First Great Plains Network GENI Workshop

Kansas State University

November 30, 2006

About GENI

The Global Environment for Networking Innovations (GENI) is an advanced experimental infrastructure and accompanying research program being planned by the Computing and Information Science and Engineering (CISE) Directorate to explore new capabilities that will advance innovations in many areas.

GENI responds to an urgent and important challenge of the 21st century to ensure that the future Internet will be

  • worthy of our trust,
  • able to continue to grow robustly, and
  • capable of supporting even more innovation in all areas of activity than the current Internet has enabled.

Ultimately, achieving this goal will depend on a large number of factors—including legal, regulatory, policy, commercial and technical—but it begins with exploring new networking and distributed system architectures that can respond to the demands of the future. What is GENI?

The goal of GENI is to increase the quality and quantity of experimental research outcomes in networking and distributed systems, and to accelerate the transition of these outcomes into products and services that will enhance economic competitiveness and secure the Nation's future. Ultimately, research performed on GENI is expected to lead to a transition of the Internet as we know it today.

Facility Concept

The GENI facility will be unique among experimental platforms in that it will be designed to support both research and deployment, effectively filling the gap between small-scale experiments in the lab, and mature technology that is ready for commercial deployment. We envision researchers using GENI to evaluate new network systems on large-scale (global) system, learning from real workloads as users begin to exercise those systems, and hardening the successful systems as user adoption grows.

At the physical level, GENI will consist of a collection of physical networking components, including links, forwarders, storage, processor clusters, and wireless subnets. These resources are collectively called the GENI substrate. On top of this substrate, a software management framework will overlay network experiments on the substrate, where each experiment is said to run in a slice of the substrate.

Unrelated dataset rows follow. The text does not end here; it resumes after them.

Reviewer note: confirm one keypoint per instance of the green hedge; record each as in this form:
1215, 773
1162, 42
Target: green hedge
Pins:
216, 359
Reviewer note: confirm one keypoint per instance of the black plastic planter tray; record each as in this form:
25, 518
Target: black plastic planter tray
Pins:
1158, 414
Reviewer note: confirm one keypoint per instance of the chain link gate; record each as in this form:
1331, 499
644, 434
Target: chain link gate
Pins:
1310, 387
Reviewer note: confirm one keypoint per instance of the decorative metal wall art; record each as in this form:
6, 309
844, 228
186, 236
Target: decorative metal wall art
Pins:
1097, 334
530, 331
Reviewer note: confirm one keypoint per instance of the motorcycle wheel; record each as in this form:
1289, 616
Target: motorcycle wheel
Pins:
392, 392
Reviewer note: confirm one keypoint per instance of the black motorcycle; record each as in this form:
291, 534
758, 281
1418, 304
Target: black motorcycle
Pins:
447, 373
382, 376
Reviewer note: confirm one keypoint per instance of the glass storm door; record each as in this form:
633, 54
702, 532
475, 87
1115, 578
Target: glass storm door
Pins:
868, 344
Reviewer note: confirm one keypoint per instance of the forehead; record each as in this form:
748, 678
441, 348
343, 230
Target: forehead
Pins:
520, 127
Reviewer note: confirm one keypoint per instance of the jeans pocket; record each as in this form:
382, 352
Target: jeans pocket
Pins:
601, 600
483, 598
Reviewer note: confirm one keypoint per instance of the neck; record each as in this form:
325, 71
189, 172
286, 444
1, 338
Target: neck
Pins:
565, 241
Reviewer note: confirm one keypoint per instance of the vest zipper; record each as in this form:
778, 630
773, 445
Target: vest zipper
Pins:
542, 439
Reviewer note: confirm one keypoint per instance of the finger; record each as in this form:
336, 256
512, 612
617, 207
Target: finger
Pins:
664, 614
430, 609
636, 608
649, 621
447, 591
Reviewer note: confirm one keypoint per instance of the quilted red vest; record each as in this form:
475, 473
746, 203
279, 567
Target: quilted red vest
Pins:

Four key ideas make this possible. First, the substrate components will be programmable. This will make it possible to embed any network experiment in GENI, including clean-slate designs that are radically different from today's Internet architecture and protocols. Second, the substrate will be virtualizable. This will make it possible to embed multiple slices in the substrate at the same time. This is important because it will allow experimental services and architectures to run continuously, rather only in a reserved time slot. Third, GENI will include mechanisms that allow end-users to seamlessly opt-in to experimental services. This will make it possible to attract real users, which is critical to evaluating new services under real-world conditions. It also enables incremental adoption, which is key to encouraging wide-spread deployment. Finally, GENI will be modular, with a well-defined architecture and set of interfaces. This will make it possible to extend GENI with new networking technologies as they become available. That is, GENI will not be a static artifact, but rather a dynamic infrastructure that is continually renewed.

About FIND

FIND (Future Internet Network Design) is a major new long-term initiative of the NSF NETS research program. FIND asks two broad questions:

  • What are the requirements for the global network of 15 years from now - what should that network look like and do? and
  • How would we re-conceive tomorrow's global network today, if we could design it from scratch?

The FIND program solicits "clean slate process" research proposals in the broad area of network architecture, principles, and design, aimed at answering these questions. The philosophy of the program is to help conceive the future by momentarily letting go of the present - freeing our collective minds from the constraints of the current.

The intellectual scope of the FIND program is wide. FIND research might address questions such as:

  • What will the edge of the network look like in 15 years? How might the network architecture of 15 years hence best accommodate sensors, embedded systems, and the like?
  • How might the network of 15 years from now support what users really do (and care about)? How might such functions as information access, location management or identity management best fit into a new overall network architecture?
  • What will the core of the network look like in 15 years? How might the changing economics of optical systems affect the overall design of the larger network?